До чертиков надоели все эти элегантные цвета и расцветки. Хочу красного! Новая, точнее, рожденная заново Нелл должна обязательно носить красное.
– В скором времени ты снова вернешься на работу в галерею, – говорит Питер, дожевывая последнюю горсть хлопьев. – И жизнь сразу перестанет казаться тебе такой монотонной.
Я молча киваю в знак согласия. Хотя отнюдь не уверена, что он прав. Но ведь решение жить настоящим моментом принято, а потому я лишь улыбаюсь ему в ответ. С трудом подавляю в себе желание бросить ему прямо в лицо: Пойми же ты, идиот! Проблема моя совсем не в монотонности. Проблема в том, что в моей голове образовалась огромная дыра, через которую утекла вся моя прошлая жизнь. А монотонность моего нынешнего существования – это не причина, а следствие. Но я сдерживаюсь, гоню прочь неприятные мысли, и они уходят, как ни странно.
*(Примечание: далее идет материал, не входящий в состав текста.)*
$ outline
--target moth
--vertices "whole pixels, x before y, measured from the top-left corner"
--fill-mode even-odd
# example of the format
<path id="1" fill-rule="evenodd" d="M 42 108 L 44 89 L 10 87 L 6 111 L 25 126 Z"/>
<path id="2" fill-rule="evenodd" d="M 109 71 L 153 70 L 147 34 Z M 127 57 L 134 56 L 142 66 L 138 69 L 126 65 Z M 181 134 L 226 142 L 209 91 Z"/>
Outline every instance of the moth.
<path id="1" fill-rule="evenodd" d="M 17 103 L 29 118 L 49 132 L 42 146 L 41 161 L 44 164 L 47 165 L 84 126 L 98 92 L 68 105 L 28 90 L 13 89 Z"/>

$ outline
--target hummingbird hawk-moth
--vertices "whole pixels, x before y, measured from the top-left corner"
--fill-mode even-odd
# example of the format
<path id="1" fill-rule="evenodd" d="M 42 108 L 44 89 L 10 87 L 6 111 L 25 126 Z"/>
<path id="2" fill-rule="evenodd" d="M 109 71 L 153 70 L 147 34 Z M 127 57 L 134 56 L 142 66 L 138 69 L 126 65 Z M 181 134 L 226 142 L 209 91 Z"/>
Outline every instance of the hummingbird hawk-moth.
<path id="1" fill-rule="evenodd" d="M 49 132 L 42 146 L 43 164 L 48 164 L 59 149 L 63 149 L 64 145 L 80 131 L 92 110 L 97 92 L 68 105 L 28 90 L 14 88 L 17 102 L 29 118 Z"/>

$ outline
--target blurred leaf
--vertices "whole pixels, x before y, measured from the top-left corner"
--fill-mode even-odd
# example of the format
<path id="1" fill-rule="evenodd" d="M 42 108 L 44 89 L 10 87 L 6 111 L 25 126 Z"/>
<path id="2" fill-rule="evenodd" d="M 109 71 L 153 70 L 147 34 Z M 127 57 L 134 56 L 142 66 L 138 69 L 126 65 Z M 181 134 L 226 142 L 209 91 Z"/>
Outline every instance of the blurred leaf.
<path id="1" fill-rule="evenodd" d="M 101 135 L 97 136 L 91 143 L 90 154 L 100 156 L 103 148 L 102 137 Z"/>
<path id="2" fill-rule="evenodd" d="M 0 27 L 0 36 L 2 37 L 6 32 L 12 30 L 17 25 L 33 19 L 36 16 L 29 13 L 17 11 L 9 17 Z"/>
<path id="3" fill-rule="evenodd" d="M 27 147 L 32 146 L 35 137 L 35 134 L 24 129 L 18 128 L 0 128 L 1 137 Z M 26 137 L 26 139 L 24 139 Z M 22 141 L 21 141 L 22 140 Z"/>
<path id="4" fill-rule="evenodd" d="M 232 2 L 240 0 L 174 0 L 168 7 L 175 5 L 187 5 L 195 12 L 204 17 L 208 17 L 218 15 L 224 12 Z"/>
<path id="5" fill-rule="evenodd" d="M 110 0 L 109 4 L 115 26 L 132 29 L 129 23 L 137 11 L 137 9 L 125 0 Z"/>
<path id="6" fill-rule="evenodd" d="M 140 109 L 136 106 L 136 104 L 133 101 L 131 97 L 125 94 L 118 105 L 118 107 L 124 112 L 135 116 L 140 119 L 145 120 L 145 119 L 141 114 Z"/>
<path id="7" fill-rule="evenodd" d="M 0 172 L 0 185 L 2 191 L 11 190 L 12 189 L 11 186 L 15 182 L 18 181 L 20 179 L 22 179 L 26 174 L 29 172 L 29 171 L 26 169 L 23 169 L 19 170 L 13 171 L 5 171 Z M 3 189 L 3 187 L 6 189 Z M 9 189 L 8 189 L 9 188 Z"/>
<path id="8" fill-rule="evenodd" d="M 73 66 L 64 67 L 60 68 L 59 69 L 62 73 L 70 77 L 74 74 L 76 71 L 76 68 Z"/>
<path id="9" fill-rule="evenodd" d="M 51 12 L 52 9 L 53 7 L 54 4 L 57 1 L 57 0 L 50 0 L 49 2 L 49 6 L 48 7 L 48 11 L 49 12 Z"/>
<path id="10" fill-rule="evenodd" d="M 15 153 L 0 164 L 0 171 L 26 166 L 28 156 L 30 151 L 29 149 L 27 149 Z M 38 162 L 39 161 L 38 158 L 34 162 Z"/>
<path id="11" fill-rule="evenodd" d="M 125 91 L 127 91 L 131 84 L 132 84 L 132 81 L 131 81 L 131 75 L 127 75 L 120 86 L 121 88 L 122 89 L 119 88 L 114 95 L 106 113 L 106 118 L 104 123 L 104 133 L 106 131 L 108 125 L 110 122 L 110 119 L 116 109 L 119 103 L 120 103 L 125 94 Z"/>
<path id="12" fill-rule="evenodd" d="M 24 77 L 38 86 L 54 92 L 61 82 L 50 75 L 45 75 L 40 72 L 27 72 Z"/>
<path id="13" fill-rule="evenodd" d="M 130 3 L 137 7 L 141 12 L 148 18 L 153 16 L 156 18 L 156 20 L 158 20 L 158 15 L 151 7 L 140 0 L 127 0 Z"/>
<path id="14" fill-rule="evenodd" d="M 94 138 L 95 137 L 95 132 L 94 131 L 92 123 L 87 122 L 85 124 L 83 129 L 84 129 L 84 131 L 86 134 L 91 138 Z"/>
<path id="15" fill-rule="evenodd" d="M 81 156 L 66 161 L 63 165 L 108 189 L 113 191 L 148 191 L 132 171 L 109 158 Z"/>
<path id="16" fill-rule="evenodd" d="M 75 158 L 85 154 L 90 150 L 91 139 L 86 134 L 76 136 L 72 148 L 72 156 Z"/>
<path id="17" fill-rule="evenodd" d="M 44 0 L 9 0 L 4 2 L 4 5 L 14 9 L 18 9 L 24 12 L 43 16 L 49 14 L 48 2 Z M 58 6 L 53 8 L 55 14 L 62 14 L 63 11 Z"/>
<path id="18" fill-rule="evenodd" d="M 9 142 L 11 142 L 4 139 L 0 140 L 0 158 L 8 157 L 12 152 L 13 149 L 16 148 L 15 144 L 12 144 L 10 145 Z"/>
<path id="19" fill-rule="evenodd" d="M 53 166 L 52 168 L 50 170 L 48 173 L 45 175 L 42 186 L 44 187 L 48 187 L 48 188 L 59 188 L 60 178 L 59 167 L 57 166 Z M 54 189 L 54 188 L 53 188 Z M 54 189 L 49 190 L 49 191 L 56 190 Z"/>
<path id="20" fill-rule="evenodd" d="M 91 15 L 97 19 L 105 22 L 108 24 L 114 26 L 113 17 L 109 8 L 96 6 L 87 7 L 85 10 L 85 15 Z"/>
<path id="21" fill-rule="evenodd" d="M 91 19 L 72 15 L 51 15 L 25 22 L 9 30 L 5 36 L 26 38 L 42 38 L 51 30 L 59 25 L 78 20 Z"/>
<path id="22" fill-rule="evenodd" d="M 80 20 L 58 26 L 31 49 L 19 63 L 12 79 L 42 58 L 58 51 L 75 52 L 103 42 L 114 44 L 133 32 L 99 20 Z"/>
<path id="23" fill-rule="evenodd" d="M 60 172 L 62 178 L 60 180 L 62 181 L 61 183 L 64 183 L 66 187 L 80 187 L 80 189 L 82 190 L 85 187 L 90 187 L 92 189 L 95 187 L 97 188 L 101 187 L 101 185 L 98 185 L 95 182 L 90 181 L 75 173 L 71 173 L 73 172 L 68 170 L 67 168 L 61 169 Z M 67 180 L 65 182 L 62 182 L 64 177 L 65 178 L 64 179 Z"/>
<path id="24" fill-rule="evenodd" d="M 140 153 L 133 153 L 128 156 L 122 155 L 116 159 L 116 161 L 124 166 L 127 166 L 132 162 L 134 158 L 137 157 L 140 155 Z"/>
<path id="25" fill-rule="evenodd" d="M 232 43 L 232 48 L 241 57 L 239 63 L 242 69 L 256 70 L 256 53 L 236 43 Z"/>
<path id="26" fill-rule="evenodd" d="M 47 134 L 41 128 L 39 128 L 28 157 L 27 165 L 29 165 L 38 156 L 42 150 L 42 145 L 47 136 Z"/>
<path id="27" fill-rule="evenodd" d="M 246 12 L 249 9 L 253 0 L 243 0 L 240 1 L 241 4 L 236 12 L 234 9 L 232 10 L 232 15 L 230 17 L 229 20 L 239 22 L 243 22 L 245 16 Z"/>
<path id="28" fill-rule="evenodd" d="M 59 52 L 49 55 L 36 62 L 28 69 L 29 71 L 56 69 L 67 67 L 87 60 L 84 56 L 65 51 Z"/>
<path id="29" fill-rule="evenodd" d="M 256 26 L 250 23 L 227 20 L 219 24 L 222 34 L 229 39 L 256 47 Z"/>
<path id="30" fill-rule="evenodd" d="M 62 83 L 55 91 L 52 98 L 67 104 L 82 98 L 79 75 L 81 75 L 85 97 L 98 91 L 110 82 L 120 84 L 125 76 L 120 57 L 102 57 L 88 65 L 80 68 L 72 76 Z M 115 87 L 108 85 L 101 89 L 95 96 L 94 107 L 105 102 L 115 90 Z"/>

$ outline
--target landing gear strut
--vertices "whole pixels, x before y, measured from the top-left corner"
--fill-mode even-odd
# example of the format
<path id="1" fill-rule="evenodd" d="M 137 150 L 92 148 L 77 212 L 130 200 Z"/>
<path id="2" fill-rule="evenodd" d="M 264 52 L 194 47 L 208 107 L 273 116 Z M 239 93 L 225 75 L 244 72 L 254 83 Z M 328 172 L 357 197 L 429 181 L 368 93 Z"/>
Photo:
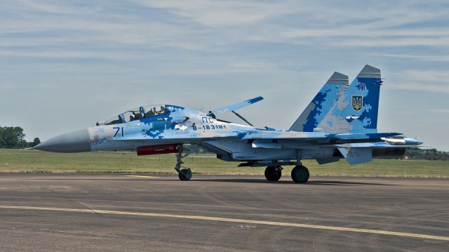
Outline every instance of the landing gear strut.
<path id="1" fill-rule="evenodd" d="M 281 166 L 267 166 L 265 168 L 265 178 L 268 181 L 277 181 L 282 175 Z"/>
<path id="2" fill-rule="evenodd" d="M 177 171 L 178 176 L 180 180 L 190 180 L 192 178 L 192 171 L 189 168 L 185 168 L 182 169 L 181 165 L 184 164 L 182 161 L 182 158 L 189 156 L 190 154 L 196 151 L 199 147 L 199 145 L 197 145 L 196 147 L 192 149 L 190 152 L 189 152 L 185 155 L 182 156 L 182 145 L 177 145 L 177 154 L 176 154 L 176 166 L 175 166 L 175 170 Z"/>
<path id="3" fill-rule="evenodd" d="M 296 183 L 305 183 L 309 176 L 309 169 L 303 165 L 296 166 L 292 170 L 292 179 Z"/>

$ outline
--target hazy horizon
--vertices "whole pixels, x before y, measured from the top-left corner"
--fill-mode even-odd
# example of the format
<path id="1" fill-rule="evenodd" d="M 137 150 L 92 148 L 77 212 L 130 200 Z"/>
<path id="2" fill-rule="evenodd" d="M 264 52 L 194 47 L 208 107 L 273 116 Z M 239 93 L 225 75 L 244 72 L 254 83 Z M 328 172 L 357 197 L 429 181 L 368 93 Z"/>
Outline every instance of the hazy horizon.
<path id="1" fill-rule="evenodd" d="M 0 15 L 0 126 L 45 140 L 129 108 L 239 112 L 286 129 L 334 71 L 380 68 L 380 132 L 449 151 L 443 1 L 15 1 Z M 232 114 L 224 119 L 241 122 Z"/>

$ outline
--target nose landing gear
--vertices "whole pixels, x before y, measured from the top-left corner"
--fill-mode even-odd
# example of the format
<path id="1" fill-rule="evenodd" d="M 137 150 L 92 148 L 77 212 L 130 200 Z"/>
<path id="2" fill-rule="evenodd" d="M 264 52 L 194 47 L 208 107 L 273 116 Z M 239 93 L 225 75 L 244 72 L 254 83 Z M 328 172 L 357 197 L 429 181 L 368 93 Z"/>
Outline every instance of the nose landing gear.
<path id="1" fill-rule="evenodd" d="M 184 164 L 182 158 L 189 156 L 190 154 L 195 152 L 199 147 L 199 145 L 196 145 L 196 147 L 192 149 L 185 155 L 182 156 L 182 145 L 177 145 L 177 154 L 176 154 L 176 166 L 175 166 L 175 170 L 177 171 L 180 180 L 187 181 L 190 180 L 192 178 L 192 170 L 190 170 L 189 168 L 185 167 L 185 168 L 181 169 L 181 165 Z"/>

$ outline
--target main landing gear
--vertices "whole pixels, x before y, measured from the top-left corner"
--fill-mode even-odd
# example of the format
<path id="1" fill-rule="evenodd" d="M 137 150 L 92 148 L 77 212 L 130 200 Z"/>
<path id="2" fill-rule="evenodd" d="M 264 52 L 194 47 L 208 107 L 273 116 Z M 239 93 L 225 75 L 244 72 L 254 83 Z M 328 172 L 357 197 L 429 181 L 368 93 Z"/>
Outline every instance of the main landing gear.
<path id="1" fill-rule="evenodd" d="M 267 166 L 265 168 L 265 178 L 268 181 L 277 181 L 282 175 L 281 166 Z"/>
<path id="2" fill-rule="evenodd" d="M 296 183 L 305 183 L 309 180 L 309 169 L 303 165 L 297 165 L 292 170 L 292 180 Z"/>
<path id="3" fill-rule="evenodd" d="M 190 179 L 192 178 L 192 171 L 189 168 L 185 167 L 184 168 L 182 168 L 181 165 L 184 164 L 184 162 L 182 161 L 182 158 L 189 156 L 190 154 L 195 152 L 199 147 L 199 145 L 197 145 L 196 147 L 192 149 L 187 154 L 182 156 L 182 145 L 179 145 L 177 146 L 177 154 L 176 154 L 176 166 L 175 166 L 175 170 L 177 171 L 178 176 L 180 180 L 187 181 L 190 180 Z"/>
<path id="4" fill-rule="evenodd" d="M 281 166 L 270 166 L 265 168 L 265 178 L 268 181 L 278 181 L 282 175 Z M 302 164 L 297 165 L 292 170 L 292 180 L 296 183 L 305 183 L 309 180 L 309 169 Z"/>

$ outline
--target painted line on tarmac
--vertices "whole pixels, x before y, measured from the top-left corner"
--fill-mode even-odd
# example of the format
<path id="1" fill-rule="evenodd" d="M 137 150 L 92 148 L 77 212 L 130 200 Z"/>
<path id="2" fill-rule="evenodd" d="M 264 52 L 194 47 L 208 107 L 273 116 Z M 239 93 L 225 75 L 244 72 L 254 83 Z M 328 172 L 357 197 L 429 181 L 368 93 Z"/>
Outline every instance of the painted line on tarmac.
<path id="1" fill-rule="evenodd" d="M 177 214 L 156 213 L 137 213 L 137 212 L 108 211 L 108 210 L 100 210 L 100 209 L 90 210 L 90 209 L 79 209 L 79 208 L 59 208 L 38 207 L 38 206 L 0 206 L 0 208 L 54 211 L 62 211 L 62 212 L 78 212 L 78 213 L 116 214 L 116 215 L 134 215 L 134 216 L 145 216 L 145 217 L 159 217 L 159 218 L 177 218 L 177 219 L 202 220 L 210 220 L 210 221 L 217 221 L 217 222 L 224 222 L 224 223 L 248 223 L 248 224 L 264 225 L 279 226 L 279 227 L 311 228 L 315 230 L 343 231 L 343 232 L 368 233 L 368 234 L 385 234 L 385 235 L 396 236 L 396 237 L 419 238 L 419 239 L 449 241 L 449 237 L 439 237 L 439 236 L 427 235 L 427 234 L 422 234 L 368 230 L 368 229 L 363 229 L 363 228 L 323 226 L 323 225 L 318 225 L 289 223 L 280 223 L 280 222 L 274 222 L 274 221 L 245 220 L 245 219 L 233 219 L 233 218 L 211 217 L 211 216 L 184 215 L 177 215 Z"/>
<path id="2" fill-rule="evenodd" d="M 159 177 L 154 176 L 144 176 L 140 175 L 126 175 L 125 177 L 135 177 L 135 178 L 157 178 Z"/>

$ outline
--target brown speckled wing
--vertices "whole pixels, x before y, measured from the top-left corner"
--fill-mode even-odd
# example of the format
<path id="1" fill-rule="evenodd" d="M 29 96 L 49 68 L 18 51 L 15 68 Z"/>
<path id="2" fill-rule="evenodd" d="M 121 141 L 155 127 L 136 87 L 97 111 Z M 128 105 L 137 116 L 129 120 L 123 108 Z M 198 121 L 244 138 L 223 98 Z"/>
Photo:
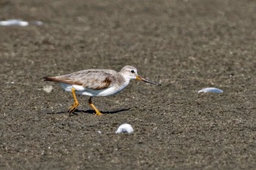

Питер, сидящий рядом со мной на кушетке, кажется мне особенно большим и массивным, особенно в сравнении со мной. Собственно, точно таким же он мне показался и тогда, когда я увидела его в своей палате, придя в сознание. Правда, постепенно я привыкла к его габаритам. И мне даже доставляет некоторое удовольствие созерцать его огромные ручищи, накачанные бицепсы, перекатывающиеся под кожей, словно бильярдные шары. Подспудно все эти свидетельства его физической силы вызывают у меня чувство собственной защищенности и безопасности. Вот она, моя тихая гавань во время шторма, мое убежище и мой кров. А что, если я сейчас лягу под него? Я уже почти готова убедить себя в том, что смогу вытерпеть и все остальное. Если оно, конечно, случится.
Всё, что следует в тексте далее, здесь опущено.